A successful response will look like so, displaying the "status" : "queued"

{
    # keep track of the id for later
    "id": "5551722-f677-48a6-9287-39c0aafd9ac1",
    # note that the status is currently "queued"
    "status": "queued",    
    "acoustic_model": "assemblyai_default",
    "audio_duration": null,
    "audio_url": "some/obscenely/long/zoom/api/url/",
    "confidence": null,
    "dual_channel": null,
    "format_text": true,
    "language_model": "assemblyai_default",
    "punctuate": true,
    "text": null,
    "utterances": null,
    "webhook_status_code": null,
    "webhook_url": null,
    "words": null
}

Get That Transcription You've Been Longing For!
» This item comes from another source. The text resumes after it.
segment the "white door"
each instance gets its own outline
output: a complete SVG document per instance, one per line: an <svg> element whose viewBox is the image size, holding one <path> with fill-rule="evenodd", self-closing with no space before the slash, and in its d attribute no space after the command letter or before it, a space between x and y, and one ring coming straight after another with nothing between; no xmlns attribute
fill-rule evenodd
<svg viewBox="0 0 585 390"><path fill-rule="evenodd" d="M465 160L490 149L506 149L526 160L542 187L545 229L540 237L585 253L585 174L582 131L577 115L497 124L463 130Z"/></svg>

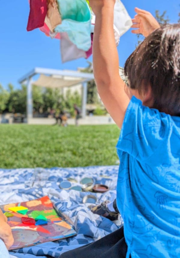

This code below will check the status of the transcription, and concatenates the transcription id resp.json()['id'] into the url for you, so it will run sequentially with the previous code.

status_point = 'https://api.assemblyai.com/v2/transcript/' + resp.json()['id']

status_header = {'authorization':ASSEMBLY_AI_TOKEN} 

status_check = requests.get(status_point, headers=status_header)

print(status_check.json())

Audio files take around 25% of their audio duration to complete, so a 10 minute audio file would complete within 2.5 minutes. You'll want to run this above code in a loop until the status key shows "completed".

import time

while status_check.json()['status'] in ['queued', 'processing']:
  status_check = requests.get(status_point, headers=status_header)
  time.sleep(5)
  continue

print(status_check.json()['status'])
print('\n', status_check.json()['text'])
print('\n', status_check.json())

Once the status is "completed", the second print statement print(status_check.json()['text']) will print out the actual transcription text. The third print statement prints out the entire API response, with a ton more metadata like the timing of when each word was spoken, the confidence for each word, and more! You can see a complete example of the API's response JSON on the AssemblyAI Docs here.

AND NOW you know how to transcribe Zoom recordings!